A Five-Minute Fix for Building Trust in Teams
Building Trust with your team is important, so is not wasting time.
In the high-octane world of commissioned sales, time quite literally is money. Yet, the teams that consistently outperform are rarely just an assembly of lone wolves. They're connected units built on trust, which is reinforced by leadership.
Enter the 5-minute check-in.
These brief, intentional conversations aren't about micromanaging or rehashing yesterday's numbers (we all get enough of that in formal meetings). They're about the human connection that turns colleagues into allies.
Stop watches ready? Go.
60 seconds on personal well-being
180 seconds on professional needs
60 seconds on immediate action
Ding! That's it.
"How's life treating you?" might seem trivial when quotas loom, but acknowledging that your teammate had a flooded basement, or their kid scored the winning goal creates connection faster than any team-building exercise involving trust falls (and we've all had enough of those).
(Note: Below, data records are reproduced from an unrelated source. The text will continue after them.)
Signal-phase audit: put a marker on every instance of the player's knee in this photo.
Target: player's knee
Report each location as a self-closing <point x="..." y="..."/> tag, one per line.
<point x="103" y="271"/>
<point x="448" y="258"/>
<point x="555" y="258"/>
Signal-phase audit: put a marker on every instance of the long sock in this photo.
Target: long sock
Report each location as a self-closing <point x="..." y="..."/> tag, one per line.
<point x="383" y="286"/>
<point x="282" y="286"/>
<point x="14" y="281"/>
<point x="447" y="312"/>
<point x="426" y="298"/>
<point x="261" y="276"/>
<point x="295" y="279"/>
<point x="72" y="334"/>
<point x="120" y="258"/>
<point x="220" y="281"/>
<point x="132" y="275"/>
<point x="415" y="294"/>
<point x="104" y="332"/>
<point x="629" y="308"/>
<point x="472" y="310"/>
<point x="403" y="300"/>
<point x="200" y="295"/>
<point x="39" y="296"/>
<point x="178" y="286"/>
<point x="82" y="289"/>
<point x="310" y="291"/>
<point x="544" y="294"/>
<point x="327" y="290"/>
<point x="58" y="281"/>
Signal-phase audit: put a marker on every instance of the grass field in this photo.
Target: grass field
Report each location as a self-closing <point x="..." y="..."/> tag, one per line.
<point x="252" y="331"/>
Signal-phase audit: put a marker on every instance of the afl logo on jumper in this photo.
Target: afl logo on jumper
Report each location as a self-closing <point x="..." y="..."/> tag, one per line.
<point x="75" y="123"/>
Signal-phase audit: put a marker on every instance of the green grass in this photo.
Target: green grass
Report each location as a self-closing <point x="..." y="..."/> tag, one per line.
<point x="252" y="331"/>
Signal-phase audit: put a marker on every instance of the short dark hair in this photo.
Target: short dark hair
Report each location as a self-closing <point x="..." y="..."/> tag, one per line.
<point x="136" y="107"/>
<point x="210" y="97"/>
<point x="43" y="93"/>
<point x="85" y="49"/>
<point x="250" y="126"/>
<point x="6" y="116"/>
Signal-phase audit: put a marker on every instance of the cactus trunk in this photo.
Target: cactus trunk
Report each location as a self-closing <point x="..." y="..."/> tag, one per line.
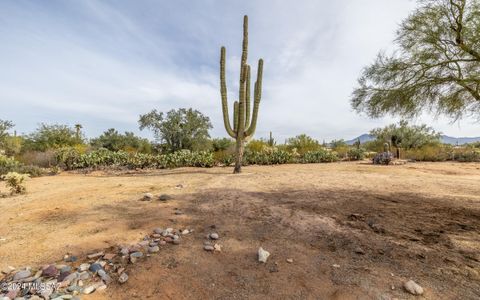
<point x="244" y="121"/>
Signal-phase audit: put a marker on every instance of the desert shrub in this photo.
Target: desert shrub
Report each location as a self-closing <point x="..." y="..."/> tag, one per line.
<point x="356" y="154"/>
<point x="8" y="164"/>
<point x="222" y="144"/>
<point x="383" y="158"/>
<point x="115" y="141"/>
<point x="319" y="156"/>
<point x="467" y="155"/>
<point x="40" y="159"/>
<point x="52" y="137"/>
<point x="67" y="157"/>
<point x="434" y="152"/>
<point x="270" y="156"/>
<point x="303" y="143"/>
<point x="16" y="182"/>
<point x="257" y="146"/>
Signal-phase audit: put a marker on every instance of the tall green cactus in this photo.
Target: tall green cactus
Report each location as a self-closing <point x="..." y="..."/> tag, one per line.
<point x="243" y="124"/>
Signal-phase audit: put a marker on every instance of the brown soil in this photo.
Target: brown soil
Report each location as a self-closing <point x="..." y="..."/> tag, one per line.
<point x="381" y="225"/>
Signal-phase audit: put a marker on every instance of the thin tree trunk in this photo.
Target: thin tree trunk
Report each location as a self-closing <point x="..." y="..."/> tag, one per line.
<point x="239" y="158"/>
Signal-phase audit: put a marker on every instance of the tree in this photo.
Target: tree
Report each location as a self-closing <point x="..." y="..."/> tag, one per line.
<point x="179" y="129"/>
<point x="11" y="145"/>
<point x="303" y="143"/>
<point x="78" y="128"/>
<point x="114" y="141"/>
<point x="52" y="137"/>
<point x="406" y="136"/>
<point x="5" y="126"/>
<point x="436" y="66"/>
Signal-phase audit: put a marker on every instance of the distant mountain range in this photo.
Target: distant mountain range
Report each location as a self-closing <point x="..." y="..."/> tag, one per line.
<point x="444" y="139"/>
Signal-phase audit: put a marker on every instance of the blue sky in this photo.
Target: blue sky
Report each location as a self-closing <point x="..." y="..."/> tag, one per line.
<point x="103" y="63"/>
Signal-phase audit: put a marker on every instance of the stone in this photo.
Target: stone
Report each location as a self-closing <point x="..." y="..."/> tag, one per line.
<point x="124" y="251"/>
<point x="105" y="277"/>
<point x="84" y="275"/>
<point x="153" y="249"/>
<point x="136" y="254"/>
<point x="101" y="287"/>
<point x="109" y="256"/>
<point x="70" y="258"/>
<point x="22" y="274"/>
<point x="8" y="270"/>
<point x="83" y="267"/>
<point x="70" y="277"/>
<point x="94" y="268"/>
<point x="263" y="255"/>
<point x="359" y="250"/>
<point x="164" y="197"/>
<point x="143" y="243"/>
<point x="413" y="288"/>
<point x="123" y="278"/>
<point x="147" y="197"/>
<point x="89" y="289"/>
<point x="63" y="275"/>
<point x="95" y="255"/>
<point x="208" y="248"/>
<point x="11" y="294"/>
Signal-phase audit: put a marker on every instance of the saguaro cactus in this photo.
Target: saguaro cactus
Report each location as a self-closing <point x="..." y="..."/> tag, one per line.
<point x="243" y="125"/>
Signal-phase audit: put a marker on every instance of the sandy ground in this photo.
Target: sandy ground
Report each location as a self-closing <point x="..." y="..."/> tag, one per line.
<point x="380" y="225"/>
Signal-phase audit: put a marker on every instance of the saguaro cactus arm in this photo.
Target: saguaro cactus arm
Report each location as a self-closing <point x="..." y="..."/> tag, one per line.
<point x="223" y="92"/>
<point x="257" y="98"/>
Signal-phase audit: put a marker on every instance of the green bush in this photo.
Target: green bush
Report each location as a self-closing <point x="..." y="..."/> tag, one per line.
<point x="9" y="164"/>
<point x="319" y="156"/>
<point x="434" y="152"/>
<point x="16" y="182"/>
<point x="467" y="155"/>
<point x="268" y="157"/>
<point x="356" y="154"/>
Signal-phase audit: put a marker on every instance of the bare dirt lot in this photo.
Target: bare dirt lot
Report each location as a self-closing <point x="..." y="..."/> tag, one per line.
<point x="380" y="226"/>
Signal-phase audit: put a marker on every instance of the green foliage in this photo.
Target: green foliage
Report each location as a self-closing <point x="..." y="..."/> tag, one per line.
<point x="179" y="130"/>
<point x="8" y="164"/>
<point x="270" y="156"/>
<point x="340" y="147"/>
<point x="303" y="144"/>
<point x="222" y="144"/>
<point x="70" y="159"/>
<point x="114" y="141"/>
<point x="52" y="137"/>
<point x="319" y="156"/>
<point x="433" y="152"/>
<point x="356" y="154"/>
<point x="467" y="155"/>
<point x="406" y="136"/>
<point x="16" y="182"/>
<point x="435" y="66"/>
<point x="257" y="146"/>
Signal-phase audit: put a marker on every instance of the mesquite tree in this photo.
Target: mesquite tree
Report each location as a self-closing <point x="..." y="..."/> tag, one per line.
<point x="436" y="66"/>
<point x="243" y="125"/>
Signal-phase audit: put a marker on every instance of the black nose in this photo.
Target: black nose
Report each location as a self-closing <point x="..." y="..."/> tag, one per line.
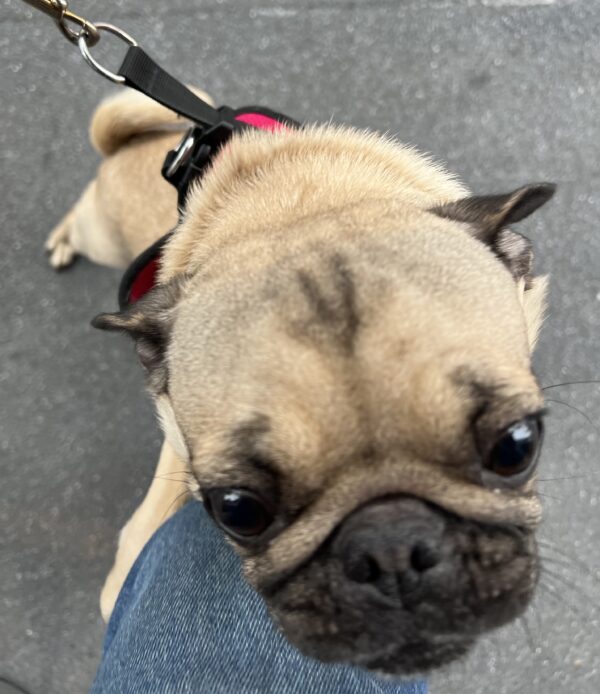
<point x="391" y="545"/>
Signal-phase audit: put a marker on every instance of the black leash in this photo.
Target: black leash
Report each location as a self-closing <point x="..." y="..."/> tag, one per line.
<point x="211" y="129"/>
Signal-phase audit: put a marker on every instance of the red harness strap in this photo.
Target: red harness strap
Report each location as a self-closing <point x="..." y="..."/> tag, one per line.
<point x="141" y="276"/>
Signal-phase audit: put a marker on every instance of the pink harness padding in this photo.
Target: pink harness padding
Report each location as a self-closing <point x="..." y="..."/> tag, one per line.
<point x="145" y="278"/>
<point x="261" y="122"/>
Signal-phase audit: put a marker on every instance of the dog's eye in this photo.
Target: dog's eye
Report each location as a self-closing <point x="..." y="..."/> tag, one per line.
<point x="516" y="451"/>
<point x="240" y="512"/>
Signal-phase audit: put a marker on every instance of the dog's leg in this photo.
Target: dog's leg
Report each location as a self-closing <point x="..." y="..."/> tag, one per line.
<point x="87" y="230"/>
<point x="168" y="493"/>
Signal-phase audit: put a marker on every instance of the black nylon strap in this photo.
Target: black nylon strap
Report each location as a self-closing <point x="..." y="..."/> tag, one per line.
<point x="143" y="74"/>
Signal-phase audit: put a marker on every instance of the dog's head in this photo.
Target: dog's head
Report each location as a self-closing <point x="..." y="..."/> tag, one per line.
<point x="353" y="391"/>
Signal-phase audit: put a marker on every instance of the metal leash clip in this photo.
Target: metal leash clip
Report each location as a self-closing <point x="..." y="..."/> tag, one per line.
<point x="86" y="37"/>
<point x="58" y="10"/>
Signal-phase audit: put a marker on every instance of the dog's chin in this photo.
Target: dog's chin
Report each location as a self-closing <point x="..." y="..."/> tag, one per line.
<point x="399" y="661"/>
<point x="398" y="642"/>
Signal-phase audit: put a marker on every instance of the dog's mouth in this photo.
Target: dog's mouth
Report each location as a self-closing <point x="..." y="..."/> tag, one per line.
<point x="405" y="612"/>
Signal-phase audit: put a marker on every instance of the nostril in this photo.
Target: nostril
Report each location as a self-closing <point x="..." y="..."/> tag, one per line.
<point x="423" y="557"/>
<point x="362" y="569"/>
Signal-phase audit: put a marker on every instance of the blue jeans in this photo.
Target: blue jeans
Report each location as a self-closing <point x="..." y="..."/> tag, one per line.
<point x="186" y="621"/>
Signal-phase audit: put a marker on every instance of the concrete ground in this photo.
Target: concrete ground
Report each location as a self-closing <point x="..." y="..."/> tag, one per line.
<point x="505" y="91"/>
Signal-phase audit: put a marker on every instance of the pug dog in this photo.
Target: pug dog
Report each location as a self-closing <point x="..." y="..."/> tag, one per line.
<point x="339" y="349"/>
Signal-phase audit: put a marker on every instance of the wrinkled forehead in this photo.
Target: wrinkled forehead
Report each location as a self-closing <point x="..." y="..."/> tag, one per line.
<point x="333" y="335"/>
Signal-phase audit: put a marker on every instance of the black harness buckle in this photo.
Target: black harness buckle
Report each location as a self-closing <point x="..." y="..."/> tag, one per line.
<point x="190" y="159"/>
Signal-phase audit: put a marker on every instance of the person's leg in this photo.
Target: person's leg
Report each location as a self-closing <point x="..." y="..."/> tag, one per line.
<point x="186" y="621"/>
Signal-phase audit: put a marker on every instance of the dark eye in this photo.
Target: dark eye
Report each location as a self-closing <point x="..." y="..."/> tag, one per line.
<point x="515" y="452"/>
<point x="239" y="512"/>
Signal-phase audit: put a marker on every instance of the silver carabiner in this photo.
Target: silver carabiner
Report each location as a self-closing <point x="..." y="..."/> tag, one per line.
<point x="84" y="47"/>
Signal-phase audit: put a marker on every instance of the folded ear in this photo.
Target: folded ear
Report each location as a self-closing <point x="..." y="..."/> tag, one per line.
<point x="489" y="215"/>
<point x="148" y="321"/>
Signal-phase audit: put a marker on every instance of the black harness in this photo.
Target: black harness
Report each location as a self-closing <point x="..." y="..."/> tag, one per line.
<point x="187" y="163"/>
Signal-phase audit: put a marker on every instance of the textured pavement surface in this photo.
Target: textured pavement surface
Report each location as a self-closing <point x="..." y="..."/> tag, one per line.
<point x="504" y="91"/>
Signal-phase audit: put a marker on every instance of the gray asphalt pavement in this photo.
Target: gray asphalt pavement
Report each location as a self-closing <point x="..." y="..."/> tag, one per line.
<point x="504" y="91"/>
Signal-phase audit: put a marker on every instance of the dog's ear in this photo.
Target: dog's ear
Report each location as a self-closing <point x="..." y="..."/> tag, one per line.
<point x="489" y="215"/>
<point x="148" y="321"/>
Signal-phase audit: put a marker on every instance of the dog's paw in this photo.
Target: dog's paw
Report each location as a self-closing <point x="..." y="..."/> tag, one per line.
<point x="58" y="246"/>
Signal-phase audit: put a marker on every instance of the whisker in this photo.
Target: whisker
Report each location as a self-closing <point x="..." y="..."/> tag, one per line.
<point x="553" y="547"/>
<point x="559" y="479"/>
<point x="569" y="565"/>
<point x="549" y="496"/>
<point x="559" y="599"/>
<point x="528" y="636"/>
<point x="569" y="383"/>
<point x="577" y="590"/>
<point x="575" y="409"/>
<point x="175" y="500"/>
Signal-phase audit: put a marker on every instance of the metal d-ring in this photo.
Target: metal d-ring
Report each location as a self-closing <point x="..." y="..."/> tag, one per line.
<point x="84" y="47"/>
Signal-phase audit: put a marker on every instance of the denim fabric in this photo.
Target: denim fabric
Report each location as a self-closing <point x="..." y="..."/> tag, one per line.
<point x="186" y="621"/>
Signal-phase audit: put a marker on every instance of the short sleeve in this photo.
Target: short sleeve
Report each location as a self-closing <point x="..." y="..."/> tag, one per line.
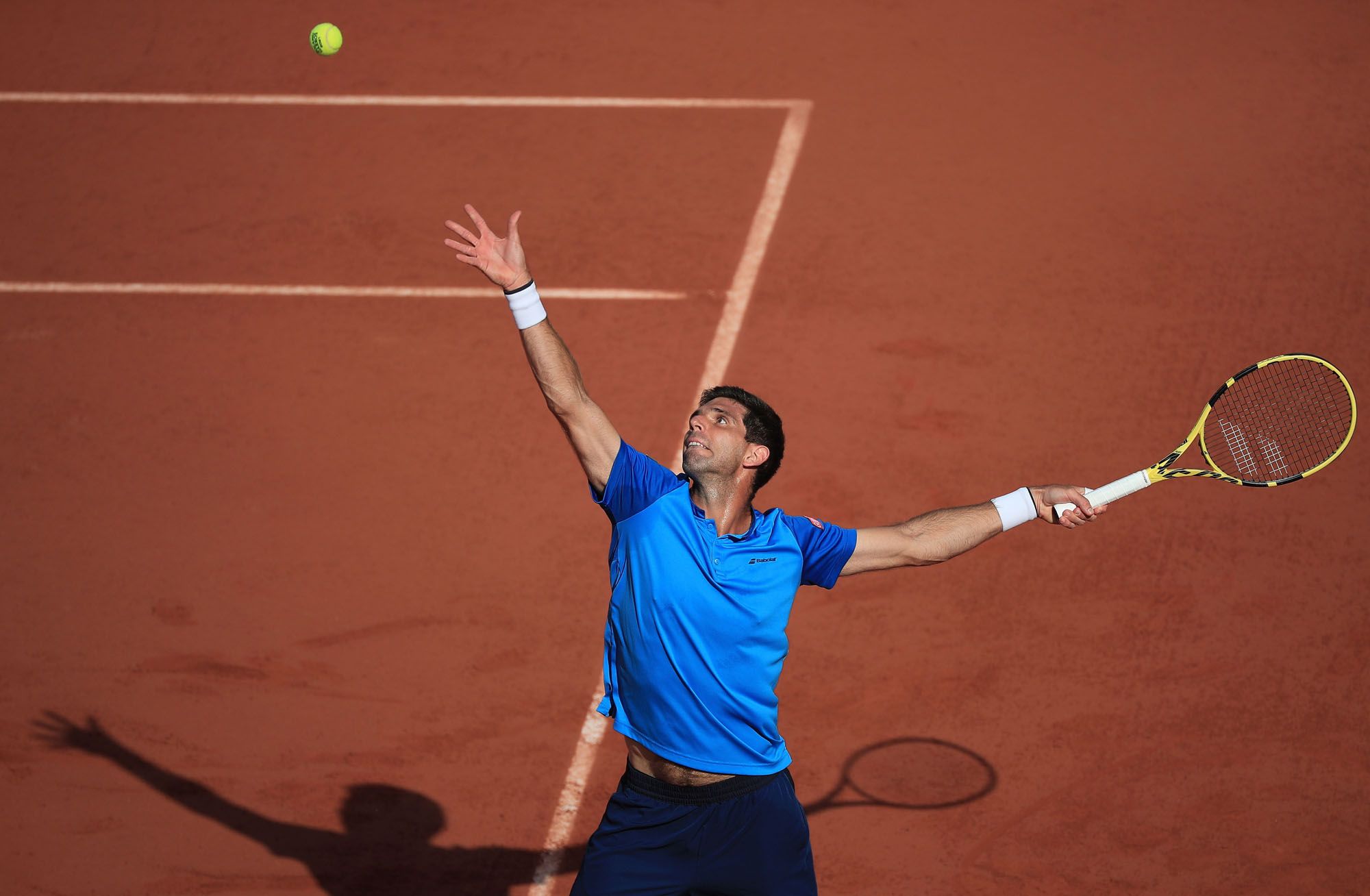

The Science Behind The Check-In
Richard Barrett, founder of the Barrett Values Centre, explains this phenomenon brilliantly in his Leadership Trust Matrix. Barrett identifies four essential components that build lasting trust:
Character – Your integrity and authenticity
Competence – Your skills and ability to deliver results
Compassion – Your genuine care for others' well-being
Consistency – Your reliability over time
The 5-minute check-in brilliantly addresses all four dimensions. By performing these at a regimen (consistency), demonstrating expertise by offering solutions (competence), genuinely inquiring about personal matters (compassion), and being authentic in your interactions (character), you hit every quadrant of Barrett's matrix in under five minutes.
Key Takeaway: The beauty of the Leadership Trust Matrix lies in consistency. A five-minute investment, three times a week, compounds like interest. Before long, team members who might have hidden their true nature and full potential, becomes the colleague who shares more, defines and collapses on more opportunity. This is because you've built something more valuable than commission – mutual trust that spans Barrett's entire matrix.